The air leaves me completely.
He told me in that room she was brave. He told me she didn’t give him up. He didn’t tell me she hummed. He didn’t tell me she hummed this song. The song she sang when I was small and the dark was too big and she was the only thing between me and it.
“She hummed it for you,” he says. His voice goes wrong on the last word. “I don’t think she cared whether I understood. She hummed it and I already knew who she was singing it for.”
My forehead goes to the frame. I press it hard against the wood.
She hummed my name when she died. Not in words. In the only language she was sure I would still have.
“I couldn’t paint her the other way,” he says. “I painted her the way she was when she was still alive and didn’t know what was coming. Laughing at herself. Forgetting the second verse.” A pause. “That’s who she was. Not the end of it. That’s who she was.”
I’m crying. I’m not stopping it. I cry with my forehead on the frame of her face until my body has nothing left.
He doesn’t come into the room. He doesn’t speak. He stays in the doorway and lets me be in here with her.
After a long time I straighten. I wipe my face. I turn around.
His hands are at his sides. The set of his shoulders has changed. Something put down.
“You kept your promise,” I say.
He nods. Once.
“Stay as long as you need,” he says quietly. “I’ll wait outside.”
“Don’t.” Rough. “Don’t go.”
He stays.
I stay in the room for a long time.
I don’t know how long.
The light moves a quarter inch. Then another. The smell of linseed oil is the smell of a room my sister has been alive in for three years.

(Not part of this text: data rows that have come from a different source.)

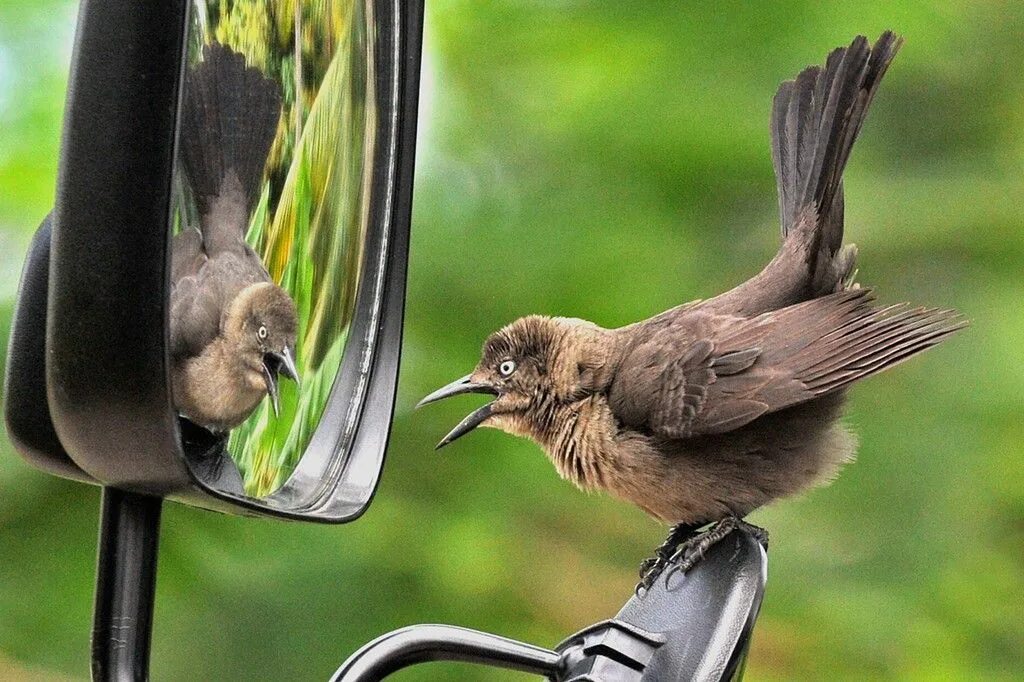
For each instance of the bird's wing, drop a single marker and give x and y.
(704, 374)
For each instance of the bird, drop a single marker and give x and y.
(713, 409)
(232, 330)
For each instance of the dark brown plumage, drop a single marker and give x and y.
(716, 408)
(232, 330)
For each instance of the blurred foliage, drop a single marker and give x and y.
(609, 160)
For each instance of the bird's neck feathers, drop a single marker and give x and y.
(570, 420)
(580, 359)
(578, 441)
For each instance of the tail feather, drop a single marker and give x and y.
(229, 118)
(815, 121)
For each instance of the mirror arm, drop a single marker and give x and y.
(685, 627)
(126, 581)
(409, 646)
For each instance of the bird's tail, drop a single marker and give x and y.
(815, 120)
(229, 118)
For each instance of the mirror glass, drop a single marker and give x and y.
(269, 223)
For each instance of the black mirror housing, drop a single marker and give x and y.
(109, 416)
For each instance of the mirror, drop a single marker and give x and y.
(270, 222)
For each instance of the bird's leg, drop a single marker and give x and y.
(690, 552)
(651, 567)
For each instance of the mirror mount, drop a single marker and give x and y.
(126, 582)
(693, 627)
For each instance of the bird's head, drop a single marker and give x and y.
(532, 367)
(262, 323)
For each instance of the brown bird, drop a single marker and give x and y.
(711, 410)
(232, 329)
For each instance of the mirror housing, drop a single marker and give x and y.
(109, 416)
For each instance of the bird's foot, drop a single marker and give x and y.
(651, 567)
(689, 553)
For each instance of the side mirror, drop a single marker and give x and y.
(317, 180)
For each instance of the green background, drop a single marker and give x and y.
(606, 160)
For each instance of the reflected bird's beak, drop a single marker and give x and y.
(475, 418)
(270, 379)
(274, 364)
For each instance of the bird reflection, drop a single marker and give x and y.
(232, 329)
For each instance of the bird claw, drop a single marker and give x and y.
(683, 550)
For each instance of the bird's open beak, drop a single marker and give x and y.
(274, 364)
(270, 379)
(475, 418)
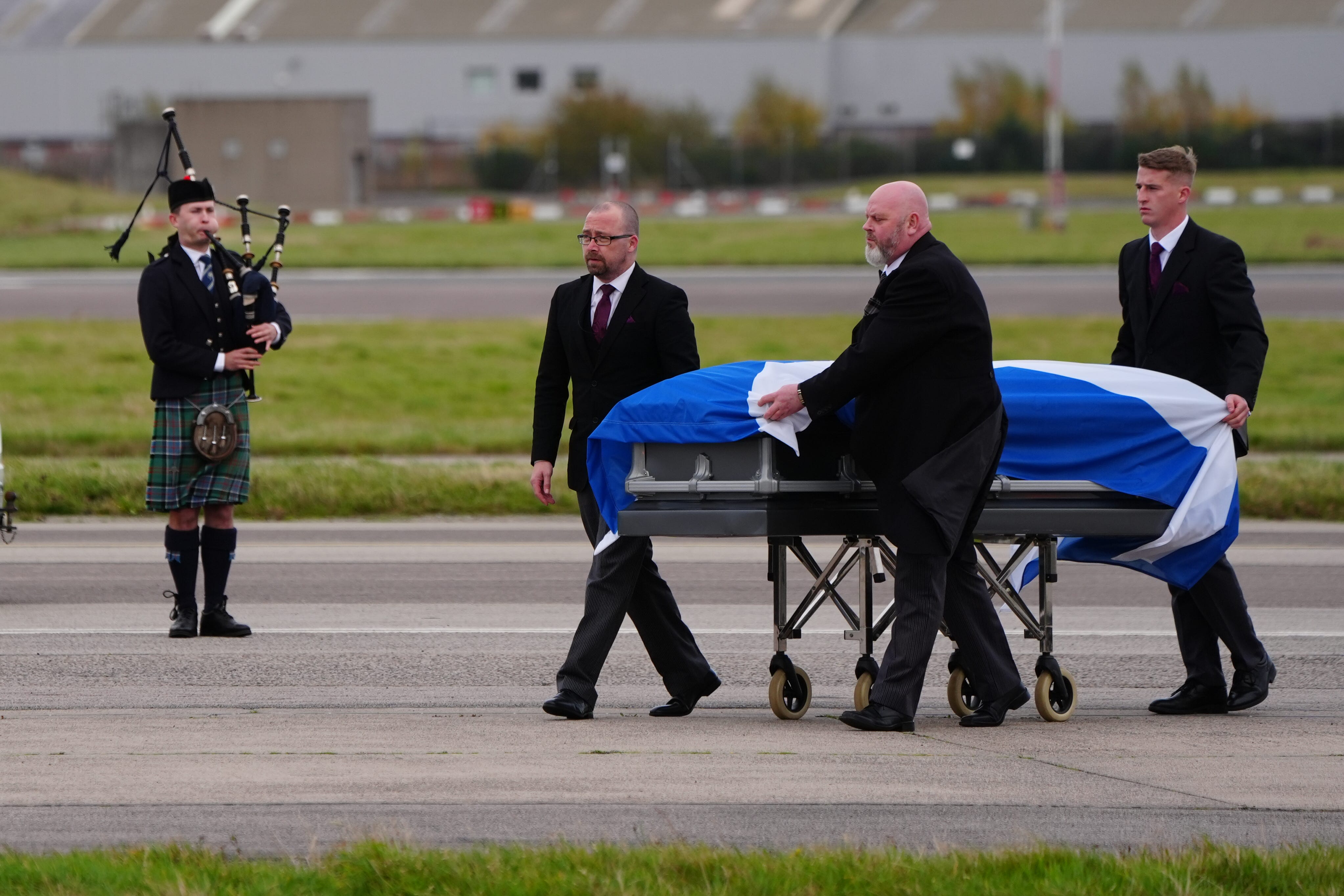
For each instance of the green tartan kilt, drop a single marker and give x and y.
(179, 477)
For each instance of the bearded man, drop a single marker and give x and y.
(612, 334)
(929, 428)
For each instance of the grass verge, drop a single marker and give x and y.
(1292, 489)
(378, 870)
(308, 488)
(1270, 234)
(298, 488)
(465, 387)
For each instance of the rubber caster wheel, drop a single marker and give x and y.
(784, 702)
(862, 688)
(961, 695)
(1057, 700)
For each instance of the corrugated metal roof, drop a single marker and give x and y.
(100, 22)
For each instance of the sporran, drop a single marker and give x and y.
(215, 432)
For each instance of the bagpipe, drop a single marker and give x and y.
(252, 295)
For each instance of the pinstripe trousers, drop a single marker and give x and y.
(932, 589)
(624, 581)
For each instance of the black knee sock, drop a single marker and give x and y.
(217, 554)
(182, 546)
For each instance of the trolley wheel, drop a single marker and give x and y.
(784, 702)
(961, 695)
(1057, 700)
(861, 691)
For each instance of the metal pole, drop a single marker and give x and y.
(1056, 113)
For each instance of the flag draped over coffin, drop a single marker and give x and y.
(1131, 430)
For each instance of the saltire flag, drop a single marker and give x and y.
(1132, 430)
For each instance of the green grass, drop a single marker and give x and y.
(1292, 489)
(379, 870)
(320, 488)
(460, 387)
(292, 488)
(977, 235)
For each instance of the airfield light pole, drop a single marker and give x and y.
(1056, 113)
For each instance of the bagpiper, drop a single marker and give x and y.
(199, 456)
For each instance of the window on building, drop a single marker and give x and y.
(585, 80)
(527, 80)
(480, 81)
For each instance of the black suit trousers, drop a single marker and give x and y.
(624, 581)
(932, 589)
(1216, 610)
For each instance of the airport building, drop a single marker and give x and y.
(445, 69)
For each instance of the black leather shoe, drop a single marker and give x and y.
(183, 617)
(991, 715)
(1250, 687)
(215, 622)
(1193, 700)
(568, 705)
(877, 718)
(682, 706)
(675, 707)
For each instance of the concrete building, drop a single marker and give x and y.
(449, 68)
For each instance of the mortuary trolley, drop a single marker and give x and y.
(758, 487)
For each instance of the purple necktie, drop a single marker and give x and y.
(603, 314)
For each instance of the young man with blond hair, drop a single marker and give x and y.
(1190, 311)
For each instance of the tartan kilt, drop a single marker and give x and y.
(179, 477)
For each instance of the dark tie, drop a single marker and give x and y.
(875, 303)
(603, 314)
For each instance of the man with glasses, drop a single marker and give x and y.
(613, 334)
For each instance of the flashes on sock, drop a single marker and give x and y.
(182, 546)
(217, 555)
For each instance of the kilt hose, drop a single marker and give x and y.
(179, 477)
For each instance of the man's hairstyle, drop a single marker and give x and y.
(1179, 160)
(630, 218)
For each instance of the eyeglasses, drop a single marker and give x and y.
(600, 240)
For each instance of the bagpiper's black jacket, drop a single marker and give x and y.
(186, 327)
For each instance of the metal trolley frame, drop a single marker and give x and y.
(1022, 514)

She didn’t die unwitnessed.
The man who couldn’t save her painted her face in the dark for three years.
He has shown her to me.
Gratitude.
I don’t have anywhere to put it yet.
I lower my hand, and the breath comes out of me all at once, and I turn and walk to the doorway.
Nico steps back to let me through.
He looks at the floor as I pass him. He keeps his hands at his sides.
I walk through his bedroom.
The bed. The desk. The nightstand. The drawer.
I walk into the hallway.
I walk back through his side of the house. Through the connecting hallway. Past Renzo and Izzy’s door, closed. Past Sofia’s door, closed, the line of light under the gap on. To my own door.